Regarded as one of the greatest performers of his time, Robbins sang “Crying Time” in one of his concerts in 1978. In contrast with the original introductory tune, Robbins opened the song with a sweet and mellow tone soothing to the ears. In the video, he definitely did justice to the song and for sure made Buck Owens really proud.
Here are the first two stanzas of the song:
Oh, it’s cryin’ time again, you’re gonna leave me
I can see that far away look in your eyes
I can tell by the way you hold me darlin’ Oooh
That it won’t be long before it’s cryin’ time
Now they say that absence makes the heart grow fonder (fonder)
And that tears are only rain to make love grow
Well my love for you could never grow no stronger (stronger)
If I lived to be a hundred years old
Watch the country music legend Marty Robbins cover a Buck Owens original “Crying Time” below:
About the Song, A Buck Owens Original
1964 single, “Crying Time,” was written and originally recorded by country music artist Buck Owens. Owens recorded the original version of this song and released it as the B-side to the 45 single “I’ve Got a Tiger By the Tail” in 1964. However, it failed to reach the music charts. A cover version of “Crying Time” was then recorded by R&B singer Ray Charles, and his version proved to be a hit.

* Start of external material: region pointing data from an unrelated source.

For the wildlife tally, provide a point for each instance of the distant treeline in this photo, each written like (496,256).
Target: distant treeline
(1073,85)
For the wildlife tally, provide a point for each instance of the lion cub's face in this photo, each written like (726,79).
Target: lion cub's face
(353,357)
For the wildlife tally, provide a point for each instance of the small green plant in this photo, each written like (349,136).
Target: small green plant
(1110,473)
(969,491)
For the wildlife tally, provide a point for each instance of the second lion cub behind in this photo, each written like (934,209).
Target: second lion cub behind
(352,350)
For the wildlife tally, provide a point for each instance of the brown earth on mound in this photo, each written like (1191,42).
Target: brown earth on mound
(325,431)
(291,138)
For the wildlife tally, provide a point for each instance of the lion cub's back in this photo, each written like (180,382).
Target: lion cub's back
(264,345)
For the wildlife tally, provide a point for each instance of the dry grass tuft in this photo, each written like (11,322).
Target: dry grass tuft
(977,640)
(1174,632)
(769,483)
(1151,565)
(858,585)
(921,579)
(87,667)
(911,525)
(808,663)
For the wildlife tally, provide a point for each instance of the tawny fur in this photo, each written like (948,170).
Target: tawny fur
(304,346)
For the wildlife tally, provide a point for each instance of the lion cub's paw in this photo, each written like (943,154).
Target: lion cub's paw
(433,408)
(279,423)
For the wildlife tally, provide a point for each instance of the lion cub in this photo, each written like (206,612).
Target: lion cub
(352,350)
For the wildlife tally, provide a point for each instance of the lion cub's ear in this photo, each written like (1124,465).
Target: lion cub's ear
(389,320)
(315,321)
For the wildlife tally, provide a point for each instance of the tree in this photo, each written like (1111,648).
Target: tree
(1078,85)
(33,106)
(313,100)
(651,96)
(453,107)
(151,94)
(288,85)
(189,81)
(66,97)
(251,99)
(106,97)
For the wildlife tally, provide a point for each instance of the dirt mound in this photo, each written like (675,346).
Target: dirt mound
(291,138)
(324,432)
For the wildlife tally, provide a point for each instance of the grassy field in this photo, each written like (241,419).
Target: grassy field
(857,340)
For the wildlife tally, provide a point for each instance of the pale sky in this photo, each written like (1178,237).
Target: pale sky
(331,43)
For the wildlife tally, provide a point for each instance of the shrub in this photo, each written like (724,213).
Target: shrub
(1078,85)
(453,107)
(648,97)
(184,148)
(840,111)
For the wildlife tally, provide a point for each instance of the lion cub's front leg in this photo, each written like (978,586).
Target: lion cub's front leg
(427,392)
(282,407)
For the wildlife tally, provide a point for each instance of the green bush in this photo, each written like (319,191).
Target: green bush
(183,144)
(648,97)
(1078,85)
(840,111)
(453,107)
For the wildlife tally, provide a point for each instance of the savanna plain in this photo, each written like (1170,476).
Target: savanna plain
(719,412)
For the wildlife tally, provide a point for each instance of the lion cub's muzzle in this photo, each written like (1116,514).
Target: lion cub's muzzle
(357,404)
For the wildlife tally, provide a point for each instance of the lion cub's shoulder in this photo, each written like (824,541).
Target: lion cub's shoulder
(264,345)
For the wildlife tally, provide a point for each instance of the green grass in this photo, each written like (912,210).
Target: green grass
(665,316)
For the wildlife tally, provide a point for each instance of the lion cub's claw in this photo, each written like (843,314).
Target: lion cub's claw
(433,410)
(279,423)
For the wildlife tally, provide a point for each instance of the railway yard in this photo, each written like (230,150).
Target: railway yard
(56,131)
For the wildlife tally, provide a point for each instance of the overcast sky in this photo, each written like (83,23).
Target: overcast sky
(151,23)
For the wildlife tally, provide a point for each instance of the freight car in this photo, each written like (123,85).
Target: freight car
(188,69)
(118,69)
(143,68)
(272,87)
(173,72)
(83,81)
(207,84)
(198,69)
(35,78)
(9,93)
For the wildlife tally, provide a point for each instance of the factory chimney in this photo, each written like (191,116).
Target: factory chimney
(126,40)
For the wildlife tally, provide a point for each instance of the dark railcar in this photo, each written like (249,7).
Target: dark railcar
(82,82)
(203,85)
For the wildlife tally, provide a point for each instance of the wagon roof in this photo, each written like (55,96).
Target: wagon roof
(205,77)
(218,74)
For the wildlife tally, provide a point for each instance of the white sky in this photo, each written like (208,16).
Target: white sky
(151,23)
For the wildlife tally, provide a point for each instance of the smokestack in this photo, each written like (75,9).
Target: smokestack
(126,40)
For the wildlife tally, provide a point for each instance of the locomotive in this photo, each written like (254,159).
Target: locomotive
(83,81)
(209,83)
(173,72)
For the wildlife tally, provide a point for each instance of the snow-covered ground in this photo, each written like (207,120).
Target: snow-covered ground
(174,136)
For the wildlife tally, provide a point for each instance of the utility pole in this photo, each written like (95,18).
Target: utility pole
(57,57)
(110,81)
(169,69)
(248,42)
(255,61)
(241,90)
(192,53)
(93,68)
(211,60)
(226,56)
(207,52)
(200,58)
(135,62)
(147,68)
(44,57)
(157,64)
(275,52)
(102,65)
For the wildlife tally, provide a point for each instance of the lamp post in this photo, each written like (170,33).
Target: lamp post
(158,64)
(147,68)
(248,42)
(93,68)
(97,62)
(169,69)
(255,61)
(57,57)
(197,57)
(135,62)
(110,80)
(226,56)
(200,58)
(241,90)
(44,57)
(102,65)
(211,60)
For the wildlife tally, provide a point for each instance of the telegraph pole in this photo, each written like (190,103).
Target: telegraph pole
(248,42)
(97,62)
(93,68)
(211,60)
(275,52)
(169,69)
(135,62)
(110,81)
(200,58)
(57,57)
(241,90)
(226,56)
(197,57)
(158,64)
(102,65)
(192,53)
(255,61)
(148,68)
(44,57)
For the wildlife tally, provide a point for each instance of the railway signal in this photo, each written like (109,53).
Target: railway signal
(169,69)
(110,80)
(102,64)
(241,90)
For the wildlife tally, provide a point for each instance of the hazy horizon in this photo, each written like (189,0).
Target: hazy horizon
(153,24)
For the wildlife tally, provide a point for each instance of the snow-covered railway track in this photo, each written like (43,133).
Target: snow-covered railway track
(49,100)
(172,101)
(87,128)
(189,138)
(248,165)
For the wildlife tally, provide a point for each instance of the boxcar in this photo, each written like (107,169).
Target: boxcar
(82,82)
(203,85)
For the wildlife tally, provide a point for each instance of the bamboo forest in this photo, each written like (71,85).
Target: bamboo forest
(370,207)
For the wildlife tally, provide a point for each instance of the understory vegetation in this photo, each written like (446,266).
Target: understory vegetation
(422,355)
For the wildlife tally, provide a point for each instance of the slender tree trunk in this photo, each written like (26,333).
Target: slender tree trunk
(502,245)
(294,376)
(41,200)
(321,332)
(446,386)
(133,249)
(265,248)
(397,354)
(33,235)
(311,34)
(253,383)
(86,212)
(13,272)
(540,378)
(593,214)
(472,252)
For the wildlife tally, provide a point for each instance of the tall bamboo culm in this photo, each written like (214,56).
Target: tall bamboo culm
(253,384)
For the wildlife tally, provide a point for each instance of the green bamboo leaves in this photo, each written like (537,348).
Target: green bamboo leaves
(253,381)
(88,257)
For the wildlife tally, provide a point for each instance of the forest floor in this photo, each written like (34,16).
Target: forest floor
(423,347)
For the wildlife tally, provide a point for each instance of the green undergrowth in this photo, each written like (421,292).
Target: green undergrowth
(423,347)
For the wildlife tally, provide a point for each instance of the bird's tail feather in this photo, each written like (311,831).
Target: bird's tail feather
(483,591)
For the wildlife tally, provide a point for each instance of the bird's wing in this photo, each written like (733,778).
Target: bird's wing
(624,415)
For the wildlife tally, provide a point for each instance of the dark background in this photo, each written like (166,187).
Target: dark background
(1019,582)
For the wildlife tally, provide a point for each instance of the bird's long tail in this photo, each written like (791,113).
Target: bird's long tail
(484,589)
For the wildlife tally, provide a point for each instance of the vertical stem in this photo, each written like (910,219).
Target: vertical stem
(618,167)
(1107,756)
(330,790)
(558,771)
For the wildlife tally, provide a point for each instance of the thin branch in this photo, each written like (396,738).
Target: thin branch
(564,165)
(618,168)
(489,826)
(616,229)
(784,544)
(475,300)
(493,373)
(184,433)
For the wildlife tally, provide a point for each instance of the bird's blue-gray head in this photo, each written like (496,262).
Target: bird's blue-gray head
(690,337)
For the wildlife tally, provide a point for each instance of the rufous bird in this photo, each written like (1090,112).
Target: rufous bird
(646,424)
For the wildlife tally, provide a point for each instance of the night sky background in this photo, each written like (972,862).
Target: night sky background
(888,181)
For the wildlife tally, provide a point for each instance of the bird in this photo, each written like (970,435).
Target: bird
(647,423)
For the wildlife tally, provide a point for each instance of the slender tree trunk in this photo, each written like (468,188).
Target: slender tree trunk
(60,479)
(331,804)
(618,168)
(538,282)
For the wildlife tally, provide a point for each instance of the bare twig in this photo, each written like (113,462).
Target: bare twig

Featuring backing vocals by the Jack Halloran Singers and The Raelettes, the song reached number six on the Billboard Hot 100 chart in February 1966. Charles’ version of the song also peaked at number five on the R&B chart. In addition, it spent three weeks at number one on the easy listening chart. On the other hand, in the UK, the song reached number 50 on the UK Singles Chart.
Moreover, Charles’ version of “Crying Time” won two Grammy Awards in 1967, in the categories Best R&B Recording and Best R&B Solo Performance.